Maybe a stupid question but are all pitbulls bred to be game dogs. Like does the bloodline have anything to do with gameness?

Someone told me that if you own small animals (cats, rabbits) that a dog from a game bloodline is not the best choice?

I don't know much about bloodlines so can someone help me out?


----------



## BedlamBully (Jun 6, 2008)

How to explain it hmmm.

Origionally yes. A 100 years ago all pit bulls came from game lines because that is what they where bred for.

Throughout the years the 'gameness' has been bred out of some bloodlines and they what is often refered to as Show Lines. Lines like Lar-San is a show line, these dogs aren't as a high strung or have as high a prey drive as current game lines. (that is not to say they wouldn't still go at it given the chance)
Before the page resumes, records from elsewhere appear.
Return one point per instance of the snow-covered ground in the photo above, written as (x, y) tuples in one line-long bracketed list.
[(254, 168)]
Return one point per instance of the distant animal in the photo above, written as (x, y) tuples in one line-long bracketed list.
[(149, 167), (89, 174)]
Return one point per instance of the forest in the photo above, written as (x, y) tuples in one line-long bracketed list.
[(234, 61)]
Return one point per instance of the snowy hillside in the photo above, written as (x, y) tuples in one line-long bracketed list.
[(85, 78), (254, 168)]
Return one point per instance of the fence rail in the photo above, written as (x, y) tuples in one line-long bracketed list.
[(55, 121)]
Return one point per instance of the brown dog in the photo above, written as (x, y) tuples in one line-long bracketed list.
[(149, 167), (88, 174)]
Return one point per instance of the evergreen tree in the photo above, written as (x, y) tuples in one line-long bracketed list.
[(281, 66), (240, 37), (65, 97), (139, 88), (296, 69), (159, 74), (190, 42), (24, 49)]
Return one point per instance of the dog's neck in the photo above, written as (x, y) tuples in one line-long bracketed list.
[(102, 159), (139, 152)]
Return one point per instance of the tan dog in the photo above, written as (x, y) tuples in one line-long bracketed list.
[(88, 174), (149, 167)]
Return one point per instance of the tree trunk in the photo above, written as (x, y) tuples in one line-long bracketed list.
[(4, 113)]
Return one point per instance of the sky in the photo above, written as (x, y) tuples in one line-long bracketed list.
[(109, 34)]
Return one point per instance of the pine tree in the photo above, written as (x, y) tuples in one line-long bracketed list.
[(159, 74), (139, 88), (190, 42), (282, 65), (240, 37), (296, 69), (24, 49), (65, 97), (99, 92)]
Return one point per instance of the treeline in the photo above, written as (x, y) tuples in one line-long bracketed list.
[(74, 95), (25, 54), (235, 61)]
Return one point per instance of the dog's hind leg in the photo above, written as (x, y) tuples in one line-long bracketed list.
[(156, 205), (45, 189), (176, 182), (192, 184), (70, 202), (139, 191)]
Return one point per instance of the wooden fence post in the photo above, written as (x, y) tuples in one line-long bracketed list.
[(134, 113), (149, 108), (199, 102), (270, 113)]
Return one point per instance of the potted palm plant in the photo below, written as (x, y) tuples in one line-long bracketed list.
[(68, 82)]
Game dogs still have the high drive and prey drive like the origional dogs brought over to create the breed in the early 1900's. Certains lines like Jeep, Boudreaux, etc have been bred to keep that high drive instinct, so no they would not be you best choice if you have other pets and are looking for a family dog.

Hope that explained it a little bit.


----------



## princesstrish617 (Mar 1, 2009)

Do you know any of the other show lines. I want to google search.

and yes that did explain it quiet well


----------



## BedlamBully (Jun 6, 2008)

You could look at AmStaff lines too

Nevada, Lar-Sans, Larum, hmmm I don't do a lot with Show lines.

the Matrix dogs are really nice.


----------



## FloorCandy (Feb 19, 2009)

Have you seen that video someone posted of Perla (Pearl) from South America I think, that dog is total game dog, but also loves to snuggle with her kitty. However my hubby and watched the video and wonder if one day that kitty will end up like Coco the gorilla's kitties, apparently she has "loved" many of them to death.


----------



## rosesandthorns (Nov 1, 2008)

I have a Chinese Crested that weighs 11 lbs. and is almost 4 years old and has survived living with my Boudreuax and Carver dogs and Wildside dogs. They bark at her when she is outside and they are on their chains but when they are in the house with her she is the boss. So they are protective of their area but respectable of her in her area. They don't like cats tho. They were all in the house with her when they were young and don't even growl at her even when she growls at them if they try to eat her food. I have new puppies and the mom even lets her check out the pups and doesn't get upset with her. This is probably not the norm but it works in our house. They are never left unsupervised tho and even sleep in the bed with me together.


----------



## mikey077 (Mar 20, 2009)

wow chinese crested! those are unique looking dogs


----------